Articula las respuestas en forma automática, no vio nada, no oyó nada, apenas
la conocía. ¡Muerta! Eso sí que no consigue imaginarlo.
Cuando
el oficial finalmente se marcha, Eladio se siente enfermo.
Su
aversión natural a las complicaciones hizo que callara lo que sabe, pero ahora,
se arrepiente de no haber declarado la verdad.
Se
debate internamente entre llamar o no al investigador y explicarle que la
noticia le impresionó tanto que en el momento no recordó la visita del sujeto.
Decide
que es mejor permanecer al margen. La realidad es que no vio nada claramente.
¿Y si
hubiera sido todo producto de su imaginación?
Más
tarde, ya en pijamas, las imágenes del noticiero silenciado, llaman su
atención.
En la
pantalla, el depósito de basura de la calle que cruza detrás del edificio, está
en el centro de la escena. Reflectores, varios policías, una ambulancia,
curiosos a montones. La periodista dice que encontraron el cadáver de un bebé
de aproximadamente nueve meses. Eladio retrocede desesperado. La cabeza le
duele como si fuera a explotarle. Cae de rodillas presionándose las sienes. Y
de repente es otra vez viernes.
Eladio
permanece pegado a la pared durante mucho tiempo, esperando. Está a punto de
desistir, e irse a la cama, cuando capta las voces del hombre y de Úrsula. Se
despiden en la puerta. Alcanza a ver por la mirilla, que su vecina tiene puesta
la bata de seda. «¡Cómo se atreve! ¡Perdida!».
Espera
que el hombre desaparezca por el hueco de la escalera y sale al pasillo.
Golpea
la puerta del departamento de Úrsula. Esta abre casi de inmediato, sonriendo.
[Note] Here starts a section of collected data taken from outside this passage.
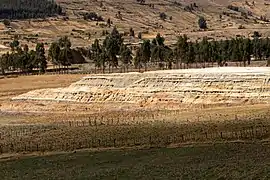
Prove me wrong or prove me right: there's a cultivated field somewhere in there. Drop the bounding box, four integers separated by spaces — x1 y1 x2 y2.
1 142 270 179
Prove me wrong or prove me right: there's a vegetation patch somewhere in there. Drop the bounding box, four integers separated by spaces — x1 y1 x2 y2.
0 0 63 19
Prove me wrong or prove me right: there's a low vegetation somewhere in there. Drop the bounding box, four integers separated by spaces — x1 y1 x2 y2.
1 143 270 179
82 12 104 21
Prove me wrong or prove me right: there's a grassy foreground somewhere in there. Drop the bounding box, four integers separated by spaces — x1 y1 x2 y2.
1 142 270 180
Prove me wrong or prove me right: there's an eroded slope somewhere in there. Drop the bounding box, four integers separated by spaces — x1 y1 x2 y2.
13 67 270 106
Todavía lleva puesta la bata.
—Ah, sos vos...
Le
duele el timbre de decepción, de desprecio. Ya no puede aguantarlo. Ha esperado
demasiado.
—¿Quién era ese?
—¿Y a vos qué te
importa?
—Basta, Úrsula, no
me gusta cuando te portás así. Dejame pasar y hablemos tranquilos.
—¿Pero qué estás
diciendo? Andate a tu casa por favor, mi hijo está durmiendo.
—Yo puedo hacerte
otros hijos, dejalo.
La
empuja hacia el departamento, tapándole la boca y cierra la puerta detrás.
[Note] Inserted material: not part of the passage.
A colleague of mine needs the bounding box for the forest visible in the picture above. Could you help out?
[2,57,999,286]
Úrsula intenta gritar, pero no puede. Manotea lo que encuentra a su paso,
tratando de golpearlo. Eladio avanza, la besa, desliza por fin sus manos de
dedos finos por el cuerpo tan imaginado.
En la
habitación, el niño llora. Se mezclan los chillidos de la criatura, los gritos
sofocados de Úrsula y el estruendo de muebles que se corren.
Durante
el forcejeo, Eladio tropieza con un juguete tirado y en el esfuerzo por no
perder el equilibrio suelta a Úrsula, que cae hacia atrás y golpea la cabeza
contra la mesa de centro.
Un
golpe seco, un alarido ahogado y se detienen todos los sonidos, salvo los
berridos del bebé.
Eladio se
desespera, camina por el departamento sin saber qué hacer. Úrsula no respira. Los
sollozos del bebé le resultan ensordecedores. Ya no puede aguantarlo. Toma una
almohada y la apoya sobre su cara. Presiona algunos segundos. Espera. El llanto
cesa. Ahora sí puede pensar. Deja a Úrsula donde está y sale. Lleva al bebé
envuelto en una manta al basurero de la cuadra. Lo deposita entre los restos de
bolsas abiertas por los gatos. Lo tapa un poco, no sea que lo lastimen. En el
departamento de Úrsula, acomoda el desorden. Limpia la mesa. Cierra la puerta y
regresa a su casa.
Desolado,
se sienta en el suelo y no puede evitar que rueden por sus mejillas, lágrimas
de impotencia, de rabia, de dolor. Permanece así, hasta que el frío y la
humedad le suben por la espalda. Agarrotado y triste repta hacia la cama,
repitiendo una y otra vez que nada pasó, «Nada, nada, todo va a estar bien».
Llega un punto en el que él mismo es capaz de creerlo.